The housing 21 is a shielding case for shielding a magnetic field, and the hollow electromagnet 23 is located in the shielding case. The shielding shell can shield the magnetic field of the electromagnet and prevent the electromagnetic field from interfering with the outside. And the lower part of the shell 21 is opened, so that the workpiece 30 can be conveniently adsorbed.

Referring to fig. 3, the present invention further includes a driving assembly, which includes a first driving source 40, a plurality of gears 44 and a plurality of racks 43, wherein each hollow shaft 22 is provided with a gear 44, a single rack 43 is engaged with a row of gears 44, and the first driving source 40 drives the plurality of racks 43 to translate so as to drive all the gears 44 to rotate synchronously. Through a plurality of rack 43 synchronous motion, can realize the synchronous rotation of a plurality of gears 44 to realize a plurality of hollow electro-magnets 23 synchronous rotation, realize so that a plurality of work pieces 30 synchronous rotation, because gear 44 structure size is the same, and rack 43 structure size is the same, through single first driving source 40, can realize a plurality of work pieces 30 with the same speed equidirectional rotation, so be convenient for a plurality of work pieces 30 carry out visual inspection in batches. The present invention further includes a mounting shaft 25, wherein the gear 44 is rotatably connected to the mounting shaft 25, the mounting shaft 25 is fixed, and the first camera 24 is fixedly disposed on the mounting shaft 25.

The driving assembly further comprises a connecting piece 45, a fixing seat 46 and a screw rod 41, the first driving source 40 drives the screw rod 41 to rotate, a threaded hole is formed in the fixing seat 46 in a penetrating mode, the screw rod 41 is matched with the threaded hole, the end portion of the screw rod 41 is connected with the connecting seat through a rotating bearing 42, and the rack 43 is fixedly arranged on the connecting seat. The first driving source 40 may be a motor. The translation of the connecting piece 45 can be realized through the rotation of the screw rod 41, so that the synchronous rotation of the gear 44 is realized.
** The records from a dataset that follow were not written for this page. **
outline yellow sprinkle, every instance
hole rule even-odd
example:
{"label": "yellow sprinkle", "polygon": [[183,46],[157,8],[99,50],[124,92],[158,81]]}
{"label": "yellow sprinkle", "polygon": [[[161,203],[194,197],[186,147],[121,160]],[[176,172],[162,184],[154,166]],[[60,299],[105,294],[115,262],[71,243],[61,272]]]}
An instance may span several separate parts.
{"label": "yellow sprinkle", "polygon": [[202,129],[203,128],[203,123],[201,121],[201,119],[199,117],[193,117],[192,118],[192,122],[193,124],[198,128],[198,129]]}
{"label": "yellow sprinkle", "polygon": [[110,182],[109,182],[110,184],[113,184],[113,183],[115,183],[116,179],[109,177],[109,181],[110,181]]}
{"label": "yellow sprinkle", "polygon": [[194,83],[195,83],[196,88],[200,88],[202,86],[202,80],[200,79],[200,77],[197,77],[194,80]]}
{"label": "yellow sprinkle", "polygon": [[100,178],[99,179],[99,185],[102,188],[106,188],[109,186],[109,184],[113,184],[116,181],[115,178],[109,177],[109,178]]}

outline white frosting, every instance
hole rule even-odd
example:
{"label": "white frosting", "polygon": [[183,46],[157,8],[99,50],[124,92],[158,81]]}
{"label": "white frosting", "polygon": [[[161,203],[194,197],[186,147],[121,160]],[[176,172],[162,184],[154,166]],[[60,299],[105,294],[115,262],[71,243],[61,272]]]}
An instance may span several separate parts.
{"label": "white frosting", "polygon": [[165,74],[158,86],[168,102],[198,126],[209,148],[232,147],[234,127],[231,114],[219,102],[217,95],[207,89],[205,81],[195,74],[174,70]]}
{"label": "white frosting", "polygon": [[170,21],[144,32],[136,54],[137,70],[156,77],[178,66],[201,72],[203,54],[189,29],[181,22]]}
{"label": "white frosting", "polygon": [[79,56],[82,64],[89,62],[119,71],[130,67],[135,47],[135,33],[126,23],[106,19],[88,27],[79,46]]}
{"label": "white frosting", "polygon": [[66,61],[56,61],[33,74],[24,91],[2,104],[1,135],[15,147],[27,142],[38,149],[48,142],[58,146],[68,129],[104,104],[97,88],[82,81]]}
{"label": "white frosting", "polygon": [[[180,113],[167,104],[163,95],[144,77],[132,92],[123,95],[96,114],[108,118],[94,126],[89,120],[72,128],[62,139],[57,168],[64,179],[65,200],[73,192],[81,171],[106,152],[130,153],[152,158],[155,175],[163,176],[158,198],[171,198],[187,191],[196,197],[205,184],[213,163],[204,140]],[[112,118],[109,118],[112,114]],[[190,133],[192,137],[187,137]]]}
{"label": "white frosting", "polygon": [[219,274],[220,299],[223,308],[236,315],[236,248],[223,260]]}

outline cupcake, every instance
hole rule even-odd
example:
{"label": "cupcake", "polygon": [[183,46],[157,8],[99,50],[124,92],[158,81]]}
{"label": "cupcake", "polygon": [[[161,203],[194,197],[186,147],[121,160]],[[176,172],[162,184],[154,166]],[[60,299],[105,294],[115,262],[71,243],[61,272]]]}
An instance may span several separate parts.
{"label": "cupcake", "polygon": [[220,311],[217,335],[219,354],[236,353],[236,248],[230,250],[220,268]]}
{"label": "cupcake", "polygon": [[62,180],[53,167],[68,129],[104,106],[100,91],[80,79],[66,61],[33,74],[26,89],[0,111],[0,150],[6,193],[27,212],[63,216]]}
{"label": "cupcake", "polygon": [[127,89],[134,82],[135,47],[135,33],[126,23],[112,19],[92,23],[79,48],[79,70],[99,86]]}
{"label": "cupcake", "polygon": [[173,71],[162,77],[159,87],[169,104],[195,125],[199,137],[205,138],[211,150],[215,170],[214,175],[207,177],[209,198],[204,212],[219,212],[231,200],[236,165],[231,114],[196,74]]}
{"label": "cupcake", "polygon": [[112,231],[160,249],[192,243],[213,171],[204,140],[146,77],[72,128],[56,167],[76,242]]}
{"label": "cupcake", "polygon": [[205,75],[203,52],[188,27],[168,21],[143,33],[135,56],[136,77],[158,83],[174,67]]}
The invention further comprises two guide rods 47, the two guide rods 47 are fixedly arranged on the connecting seat, a through hole is formed in the fixing seat 46, and the guide rods 47 penetrate through the through hole. The guide rod 47 can guide the translational motion of the link 45.

Referring to fig. 1, the present invention further includes a top plate 60, a first conveyor belt 12 for carrying the workpiece 30 to be tested, and a second conveyor belt 13 for carrying the defective product, wherein the first conveyor belt 12 and the second conveyor belt 13 are respectively located at two sides of the mounting table 11, the top plate 60 is located at an upper side of the suction assembly 20, the top plate 60 and the suction assembly 20 are provided with a linear transport assembly 62, and the linear transport assembly 62 drives the suction assembly 20 to move at upper sides of the first conveyor belt 12, the mounting table 11, and the second conveyor belt 13. The linear transport assembly 62 is a linear motor. Through sharp transmission assembly 62, can realize that adsorption component 20 moves as a whole, so, adsorption component 20 can snatch the sample from first conveyer belt 12, moves to mount table 11 on, carries out defect detecting. When there is a defect, the adsorption assembly 20 moves to the upper side of the second conveyor belt 13, so that the defective workpiece 30 can be placed on the second conveyor belt 13. When there is no defect workpiece 30, the adsorption assembly 20 moves to the upper side of the first conveyor 12 and places the qualified products on the first conveyor 12 so that the qualified products continue to be transported backward, and the adsorption assembly 20 can grasp a new workpiece 30 to be inspected on the first conveyor 12.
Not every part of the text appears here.